1 Introduction
Recommender systems are a prominent example of information-seeking technology where machines and humans collaborate to support decision making in daily life. One important challenge for these systems is balancing business interests for producers and providers with fairness, privacy, and utility for consumers. Such concerns motivate the research direction of trustworthy recommender systems. Various countries and institutions around the world have recently identified and categorized challenges in the scope of digital technology trustworthiness, and have developed policies and regulations to govern them. For instance, regulations in the European Union include the
Artificial Intelligence Act,
1 Digital Services Act,
2 Digital Markets Act,
3 and the
General Data Protection Regulation.
4 In the USA, the White House’s
Executive Order on Artificial Intelligence5 provides the foundation for responsible AI development and use. In China, regulations include the
Provisions on the Administration of Algorithm-generated Recommendations for Internet Information Services,
6 Cybersecurity Law of the People’s Republic of China,
7 and
Personal Information Protection Law [
2] Those regulations demonstrate that recommender systems and their potential risks are also taken seriously from a political and legal perspective [
13].
Trustworthiness is a fundamental topic in recommender systems research from a technical, ethical, moral, legal, and utilitarian perspective, and is embedded into the larger area of responsible AI technology. Respective systems should, therefore, be researched from a multidisciplinary viewpoint. The primary concerns that trustworthiness summons in a recommender system context span aspects of robustness, security, privacy, controllability, interpretability, transparency, and fairness. Robustness and security refer to the ranking model’s capability to withstand unintended errors (e.g., noise) or intended attacks (e.g., injection of adversarial data), and more generally, adversarial cyberattacks of third parties. Privacy refers to whether we can trust models to have access to sensitive data, or whether (some part of the) sensitive data could be released during training. Controllability means that users have the ability to change the system behavior by controlling aspects of the ranking model or recommendations. Interpretability refers to the ability to understand how the model makes decisions. Transparency, more generally, means that the data, system, and business models linked to the recommender system should be transparent. The system’s capabilities, limitations, and decisions should be explained in a manner tailored to their stakeholders. Fairness means that the model does not systematically discriminate against (groups of) consumers or producers. Most of these dimensions are addressed in the papers constituting this special issue.

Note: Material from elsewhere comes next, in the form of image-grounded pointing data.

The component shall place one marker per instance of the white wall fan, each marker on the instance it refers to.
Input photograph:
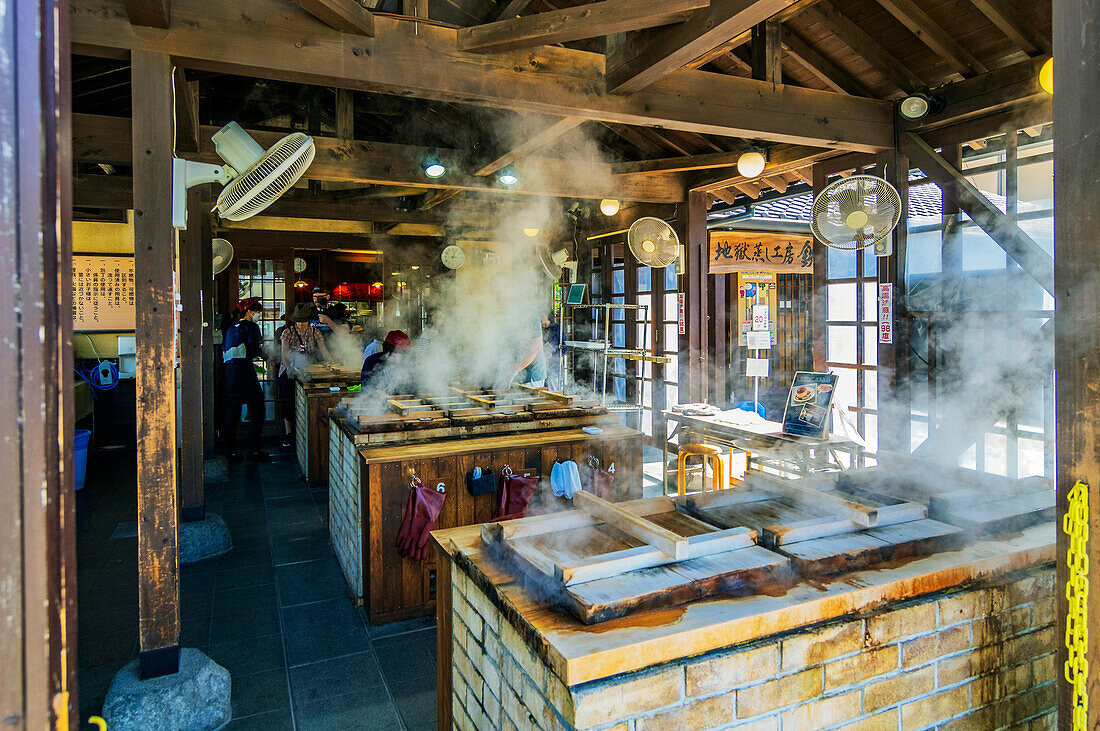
(254, 178)
(856, 212)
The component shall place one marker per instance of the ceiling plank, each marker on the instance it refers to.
(1009, 21)
(400, 165)
(424, 63)
(532, 144)
(849, 33)
(649, 56)
(823, 68)
(150, 13)
(343, 15)
(587, 21)
(934, 36)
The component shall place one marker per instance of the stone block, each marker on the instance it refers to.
(891, 691)
(879, 661)
(732, 669)
(696, 713)
(899, 623)
(606, 701)
(759, 699)
(195, 698)
(931, 710)
(932, 646)
(809, 649)
(824, 712)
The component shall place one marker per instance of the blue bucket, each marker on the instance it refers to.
(81, 439)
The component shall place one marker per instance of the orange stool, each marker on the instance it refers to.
(704, 451)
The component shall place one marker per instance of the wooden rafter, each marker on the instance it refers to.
(1009, 21)
(531, 145)
(652, 55)
(344, 15)
(1023, 250)
(151, 13)
(409, 61)
(857, 39)
(823, 68)
(934, 36)
(587, 21)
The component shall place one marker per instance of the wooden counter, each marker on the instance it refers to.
(369, 485)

2 Overview of the Publications Included in this Special Issue
The special issue on
Trustworthy Recommender Systems features
nine articles, selected through a thorough peer-review process. The constituting contributions explore various aspects of trustworthy recommender systems, covering key dimensions such as security, privacy, transparency, explainability, bias, and fairness. Table
1 provides an overview of the dimensions addressed in each of the articles. Concrete topics include privacy-preserving mechanisms, such as federated learning for movie recommendations, security considerations for user data protection, methods for providing explainable recommendations, and strategies for ensuring fairness in ranking and interactions. The research spans diverse recommendation domains, including news, movies, jobs, and books, thereby offering practical insights into real-world challenges in recommender systems.
As an overarching contribution that provides a comprehensive overview on existing literature on the topic, the survey by Ge et al. [
6] reviews over 400 papers on the topic, categorized according to five trustworthiness dimensions: explainability, fairness, privacy, robustness, and controllability. The authors discuss the state of the art in recommender systems that address these dimensions, not only along a single category but also in a cross-dimension manner, such as privacy-aware explainability or controllable fairness.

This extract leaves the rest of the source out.